In fact, until the fifth grade, the sum total of my musical education involved playing the recorder in fourth grade music class. We played simple things, like “Hot Cross Buns” and the like. There were notes on sheet music, sure, but basically we just learned that notes on a specific part of the staff corresponded to a specific fingering.

In fifth grade, though, that’s when band started. A real band, with woodwinds and brass and drums (sorry, percussion). Well, choir started, too, but I didn’t actually know anyone who wanted to be in choir. We all wanted to be in the band.

They held band in the multi-purpose room, it being the only space large enough for anything larger than your average 26-person class. (The multi-purpose room served as cafeteria, assembly hall and general activity room.) We all sat in folding chairs arranged more-or-less like a traditional orchestra and waited for our teacher, Mr. Mash.

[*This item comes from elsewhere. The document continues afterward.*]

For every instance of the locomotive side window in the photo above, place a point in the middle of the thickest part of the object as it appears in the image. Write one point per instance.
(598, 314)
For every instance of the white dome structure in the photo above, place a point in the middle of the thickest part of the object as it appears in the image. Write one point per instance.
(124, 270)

Mr. Mash began with the band program in the district where I grew up in 1968 — when I sat down in that chair (in the back, naturally), he was in his 30th year.

30 years of dealing with children — in any capacity, much less teaching — does something to a person. Actually, it’s probably capable of doing several things. He wasn’t beaten down, letting kids walk over him. He wasn’t a disinterested old-timer, coasting until pension. He very much cared about music, and tried to teach children. He was just a little bit … ornery.

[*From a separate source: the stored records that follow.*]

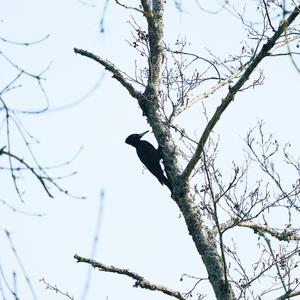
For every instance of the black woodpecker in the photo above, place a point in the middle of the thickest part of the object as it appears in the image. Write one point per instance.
(149, 156)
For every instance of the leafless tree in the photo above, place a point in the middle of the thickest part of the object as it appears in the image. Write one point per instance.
(213, 205)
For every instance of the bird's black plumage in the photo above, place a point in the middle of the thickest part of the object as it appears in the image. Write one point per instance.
(149, 156)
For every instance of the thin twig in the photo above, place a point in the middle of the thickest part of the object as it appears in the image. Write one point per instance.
(140, 281)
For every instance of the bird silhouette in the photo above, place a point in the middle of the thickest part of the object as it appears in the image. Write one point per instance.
(149, 156)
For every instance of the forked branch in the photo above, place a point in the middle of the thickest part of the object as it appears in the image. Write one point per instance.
(235, 89)
(140, 281)
(117, 74)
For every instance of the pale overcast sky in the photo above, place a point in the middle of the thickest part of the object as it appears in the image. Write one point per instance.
(141, 228)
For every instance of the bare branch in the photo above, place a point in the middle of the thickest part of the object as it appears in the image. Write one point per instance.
(117, 74)
(140, 281)
(129, 7)
(234, 90)
(281, 235)
(288, 295)
(284, 235)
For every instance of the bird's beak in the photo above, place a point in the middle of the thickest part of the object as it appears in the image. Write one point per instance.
(143, 133)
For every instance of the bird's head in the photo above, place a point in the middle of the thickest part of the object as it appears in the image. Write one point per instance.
(134, 139)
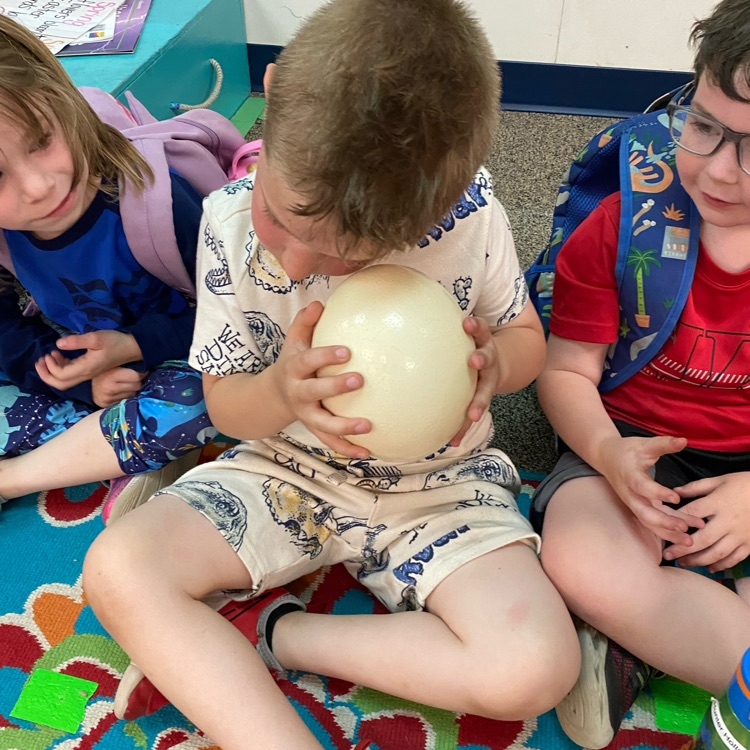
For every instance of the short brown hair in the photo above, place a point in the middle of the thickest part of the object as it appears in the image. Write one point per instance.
(380, 112)
(36, 92)
(723, 47)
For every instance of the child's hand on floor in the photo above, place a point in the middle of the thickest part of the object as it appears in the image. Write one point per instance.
(303, 391)
(725, 539)
(626, 463)
(115, 385)
(104, 350)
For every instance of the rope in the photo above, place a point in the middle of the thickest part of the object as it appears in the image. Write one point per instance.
(178, 107)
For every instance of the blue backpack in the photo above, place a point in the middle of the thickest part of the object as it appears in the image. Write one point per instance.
(658, 239)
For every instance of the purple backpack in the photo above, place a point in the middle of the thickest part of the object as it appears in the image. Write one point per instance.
(202, 146)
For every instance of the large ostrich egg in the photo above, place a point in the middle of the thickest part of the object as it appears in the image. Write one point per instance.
(405, 334)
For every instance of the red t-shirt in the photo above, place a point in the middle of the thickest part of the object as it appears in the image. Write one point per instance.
(698, 385)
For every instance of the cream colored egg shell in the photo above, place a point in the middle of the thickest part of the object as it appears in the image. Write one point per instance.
(405, 334)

Much like the Sorting Hat, one of the things that determined what instrument you played was your choice. Unlike the Sorting Hat, it wasn’t the ultimate determinant. In that respect, choosing an instrument was more like choosing a game piece in Jumanji — you could have a preference, but you were stuck with whatever the game gave you.

Yes, in this metaphor Mr. Mash was a horrifying board game that seemed to strive to kill its participants, unless they somehow survived and grew stronger for the experience. So, pretty apt.

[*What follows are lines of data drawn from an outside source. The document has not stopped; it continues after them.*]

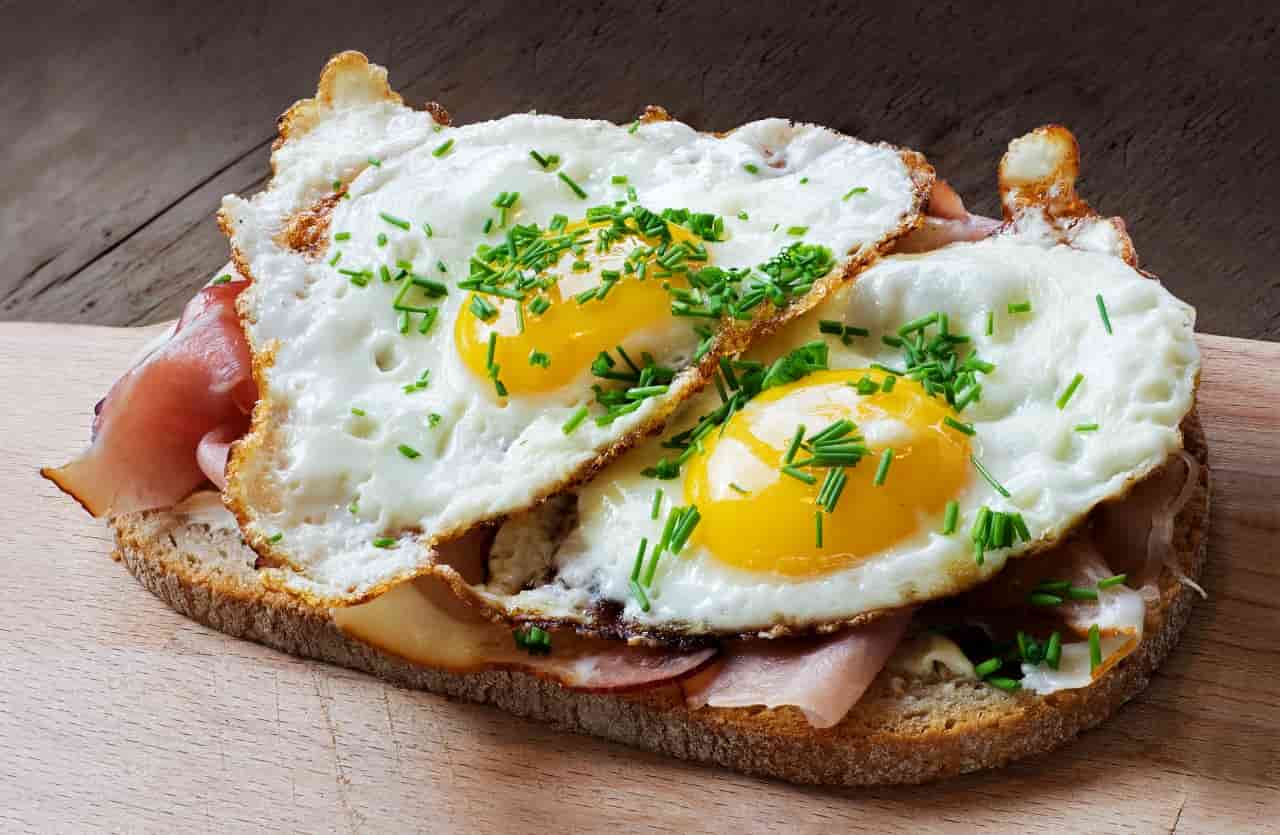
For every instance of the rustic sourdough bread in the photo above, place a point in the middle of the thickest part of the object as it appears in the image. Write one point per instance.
(901, 731)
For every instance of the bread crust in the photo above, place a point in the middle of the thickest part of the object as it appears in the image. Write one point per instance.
(901, 731)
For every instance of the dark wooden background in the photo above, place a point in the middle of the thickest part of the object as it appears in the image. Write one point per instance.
(123, 124)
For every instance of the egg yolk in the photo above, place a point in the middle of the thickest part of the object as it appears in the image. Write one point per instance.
(757, 518)
(568, 333)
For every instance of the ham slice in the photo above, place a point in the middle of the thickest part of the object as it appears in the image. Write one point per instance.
(823, 678)
(167, 424)
(946, 222)
(424, 623)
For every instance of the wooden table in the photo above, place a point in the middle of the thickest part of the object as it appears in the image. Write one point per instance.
(124, 123)
(117, 713)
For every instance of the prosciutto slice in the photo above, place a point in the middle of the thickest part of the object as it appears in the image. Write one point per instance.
(167, 424)
(946, 222)
(423, 621)
(823, 678)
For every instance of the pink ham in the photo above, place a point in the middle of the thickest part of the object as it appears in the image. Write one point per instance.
(946, 222)
(823, 678)
(191, 395)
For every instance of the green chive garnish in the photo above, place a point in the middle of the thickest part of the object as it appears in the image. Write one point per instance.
(1070, 389)
(951, 518)
(982, 470)
(574, 187)
(575, 419)
(882, 471)
(393, 220)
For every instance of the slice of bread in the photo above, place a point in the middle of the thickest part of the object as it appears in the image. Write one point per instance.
(901, 731)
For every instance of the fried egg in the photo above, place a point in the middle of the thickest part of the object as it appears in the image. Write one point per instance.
(942, 414)
(451, 323)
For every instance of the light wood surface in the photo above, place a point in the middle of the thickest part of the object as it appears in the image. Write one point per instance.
(117, 713)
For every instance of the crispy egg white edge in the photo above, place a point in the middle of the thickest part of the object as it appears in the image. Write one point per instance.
(1139, 383)
(483, 459)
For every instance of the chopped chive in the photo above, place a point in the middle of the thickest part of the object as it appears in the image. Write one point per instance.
(951, 518)
(800, 475)
(574, 187)
(1054, 649)
(393, 220)
(988, 477)
(882, 471)
(575, 419)
(1070, 389)
(640, 596)
(639, 561)
(1112, 580)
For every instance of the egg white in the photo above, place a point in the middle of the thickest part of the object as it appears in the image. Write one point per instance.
(333, 346)
(1139, 382)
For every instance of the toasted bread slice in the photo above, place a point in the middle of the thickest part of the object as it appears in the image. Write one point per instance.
(904, 730)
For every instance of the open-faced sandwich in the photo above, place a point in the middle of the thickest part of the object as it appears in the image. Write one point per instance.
(753, 448)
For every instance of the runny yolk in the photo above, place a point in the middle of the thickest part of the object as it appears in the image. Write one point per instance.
(757, 518)
(568, 333)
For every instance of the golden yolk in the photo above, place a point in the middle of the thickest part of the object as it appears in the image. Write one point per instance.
(757, 518)
(571, 334)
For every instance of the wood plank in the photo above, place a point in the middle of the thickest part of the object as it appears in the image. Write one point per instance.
(118, 713)
(128, 124)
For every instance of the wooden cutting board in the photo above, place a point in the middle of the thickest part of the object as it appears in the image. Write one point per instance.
(117, 713)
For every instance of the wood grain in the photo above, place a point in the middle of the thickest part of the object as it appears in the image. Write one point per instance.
(127, 122)
(117, 713)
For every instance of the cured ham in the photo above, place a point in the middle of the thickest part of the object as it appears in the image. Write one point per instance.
(167, 424)
(424, 623)
(946, 222)
(823, 678)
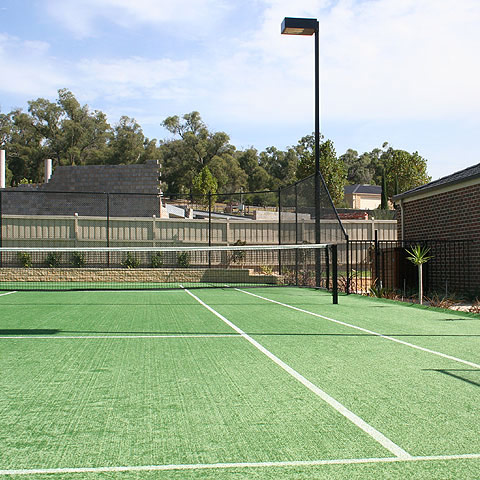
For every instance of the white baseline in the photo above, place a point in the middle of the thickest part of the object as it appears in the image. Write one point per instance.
(238, 465)
(370, 332)
(355, 419)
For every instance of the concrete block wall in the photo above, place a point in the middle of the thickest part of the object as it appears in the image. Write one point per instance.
(133, 191)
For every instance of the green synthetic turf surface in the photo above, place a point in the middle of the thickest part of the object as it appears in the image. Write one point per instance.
(80, 402)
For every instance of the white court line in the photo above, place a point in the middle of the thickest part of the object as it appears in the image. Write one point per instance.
(63, 337)
(386, 337)
(355, 419)
(205, 466)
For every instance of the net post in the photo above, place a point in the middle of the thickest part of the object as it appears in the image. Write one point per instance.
(318, 272)
(334, 274)
(279, 230)
(347, 252)
(296, 234)
(1, 227)
(108, 227)
(209, 228)
(377, 266)
(327, 266)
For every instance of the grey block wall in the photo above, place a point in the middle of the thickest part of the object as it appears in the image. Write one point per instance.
(133, 191)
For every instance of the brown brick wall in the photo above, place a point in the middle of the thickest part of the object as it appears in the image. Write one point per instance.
(452, 215)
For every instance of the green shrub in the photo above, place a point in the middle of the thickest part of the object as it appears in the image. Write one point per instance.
(183, 259)
(78, 259)
(52, 260)
(157, 260)
(130, 261)
(238, 255)
(25, 259)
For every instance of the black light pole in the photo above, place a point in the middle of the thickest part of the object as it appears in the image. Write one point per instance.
(310, 26)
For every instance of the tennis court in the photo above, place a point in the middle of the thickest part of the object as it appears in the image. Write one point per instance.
(267, 383)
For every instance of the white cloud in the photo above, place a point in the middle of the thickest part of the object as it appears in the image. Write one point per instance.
(380, 59)
(187, 17)
(401, 58)
(132, 77)
(27, 67)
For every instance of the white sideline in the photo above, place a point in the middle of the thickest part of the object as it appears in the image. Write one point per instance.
(65, 337)
(355, 419)
(205, 466)
(386, 337)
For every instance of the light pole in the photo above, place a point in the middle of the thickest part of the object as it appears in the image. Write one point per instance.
(310, 26)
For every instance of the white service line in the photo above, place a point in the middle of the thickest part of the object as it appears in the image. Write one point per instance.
(238, 465)
(8, 293)
(375, 434)
(386, 337)
(70, 337)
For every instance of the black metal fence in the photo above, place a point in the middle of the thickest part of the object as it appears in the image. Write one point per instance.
(384, 265)
(33, 217)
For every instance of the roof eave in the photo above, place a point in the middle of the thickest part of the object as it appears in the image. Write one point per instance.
(425, 189)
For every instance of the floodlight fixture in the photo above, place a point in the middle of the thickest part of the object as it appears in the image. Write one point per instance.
(299, 26)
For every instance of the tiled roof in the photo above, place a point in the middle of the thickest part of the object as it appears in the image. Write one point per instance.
(358, 188)
(457, 177)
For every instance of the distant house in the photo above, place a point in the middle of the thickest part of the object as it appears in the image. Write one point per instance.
(447, 210)
(365, 197)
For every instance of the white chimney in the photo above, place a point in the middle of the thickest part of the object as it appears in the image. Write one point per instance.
(48, 169)
(3, 167)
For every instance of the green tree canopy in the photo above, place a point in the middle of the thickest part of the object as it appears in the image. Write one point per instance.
(332, 168)
(204, 184)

Anyway, since Mr. Mash had absolutely no knowledge of us prior to walking into the “band room” the first day, the way he made his determinations probably amounted to some amount of individual preference, band balance and the Test.

The test was basically the sole knowledge of our musical acumen. It consisted of Mr. Mash taking you into a small room with a tape recorder. With a notepad at his wrist, he’d go through a series of short tests. One tested the student’s ability to determine pitch — which notes were higher or lower. One involved two series of notes, and it was up to the student to determine whether they were faster or slower than the previous sets.

Upon completion of the test, Mr. Mash then would go over what he thought was the best instrument choice.

I sat at the back because I wanted to play the drums (Percussion! Sorry!), so my test came near the end. When Mr. Mash looked over my results, he shook his head.

“You need higher scores to be a percussionist. I don’t think you’re really cut out for it. Maybe you’d like to try the trombone?”

Now I’m sure there were several good reasons: Of our 70-person band, I think something like 12 wanted to be percussionists. And I’m not disputing the scores — they probably were low. In playing the trombone, I had many years of enjoyment and fun all the way through the end of high school. But there was one thing I realized around ninth grade: The test was flawed.

Having exactly zero musical education beforehand, I literally had no concept of things like “higher pitches,” or designating which was faster of eighth notes and triplets. One can argue that knowing those kinds of things were important to playing in the band, but that’s also the point of the class — to learn more.

Basically, a significant portion of my education (and free time, to an extent), was determined by a test that asked questions without ensuring that I even understood the answers.

I’ll leave it to you to draw your own conclusions. I feel like imparting my own takeaway sort of defeats the whole point.